Selos IBD Orgânico e SISORG Orgânico do Brasil

Família: Boraginaceae.
Sinônimos populares: baleeira.
Etimologia: na literatura pesquisada foi encontrada a menção do significado do gênero Cordia a uma homenagem ao médico e botânico alemão Euricius Cordus.
O gênero Cordia distribui-se pelas regiões tropical e subtropical do mundo, ocorrendo na Austrália, Nova Caledônia, América Central, Guiana e no Brasil (1).
A espécie Cordia verbenacea é uma espécie nativa brasileira, encontrando-se ao longo do litoral, de norte a sul do Brasil.

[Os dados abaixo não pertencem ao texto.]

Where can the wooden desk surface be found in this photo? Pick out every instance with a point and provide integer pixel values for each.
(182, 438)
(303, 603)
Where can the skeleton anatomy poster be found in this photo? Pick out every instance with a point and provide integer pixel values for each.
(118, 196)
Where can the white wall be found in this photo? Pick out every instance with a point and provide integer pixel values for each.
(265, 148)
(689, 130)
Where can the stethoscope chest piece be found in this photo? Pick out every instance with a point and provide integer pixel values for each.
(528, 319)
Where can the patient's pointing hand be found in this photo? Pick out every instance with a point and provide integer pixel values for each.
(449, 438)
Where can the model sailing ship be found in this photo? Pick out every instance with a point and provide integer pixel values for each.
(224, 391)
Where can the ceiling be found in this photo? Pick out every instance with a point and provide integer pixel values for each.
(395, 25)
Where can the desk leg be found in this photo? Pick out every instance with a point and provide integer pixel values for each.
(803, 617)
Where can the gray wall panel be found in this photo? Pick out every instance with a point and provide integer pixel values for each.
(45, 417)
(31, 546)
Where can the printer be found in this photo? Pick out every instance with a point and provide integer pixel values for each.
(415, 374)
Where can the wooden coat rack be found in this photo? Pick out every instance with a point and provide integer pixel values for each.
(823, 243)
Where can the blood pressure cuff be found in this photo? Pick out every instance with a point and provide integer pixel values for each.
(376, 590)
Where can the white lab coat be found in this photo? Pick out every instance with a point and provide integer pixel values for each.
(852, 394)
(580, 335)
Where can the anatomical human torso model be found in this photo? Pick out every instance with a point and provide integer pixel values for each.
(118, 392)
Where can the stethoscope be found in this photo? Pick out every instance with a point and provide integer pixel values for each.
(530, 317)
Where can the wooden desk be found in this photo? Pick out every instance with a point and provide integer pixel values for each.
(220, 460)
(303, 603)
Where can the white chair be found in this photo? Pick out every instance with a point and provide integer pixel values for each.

Ao longo da faixa litorânea essa planta é encontrada entre 500 a 1000m da orla do Atlântico, principalmente nas áreas abertas onde é considerada planta daninha.
Seus frutos, quando maduros, apresentam coloração vermelha. A propagação desta espécie ocorre através de suas sementes.
Essa espécie foi identificada em 1819 como Cordia curassavica. Algumas classificações consideram que a Cordia verbenacea seja um sinonímia da Cordia curassavica, mas ainda existem controvérsias entre os botânicos entre a classificação sinonímica, porque há diferenças morfológicas entre elas. Alguns autores consideram que os dois nomes são apenas sinonímias, ou seja, sinônimos botânicos. Outros consideram que sejam variedades diferentes do gênero Cordia (2).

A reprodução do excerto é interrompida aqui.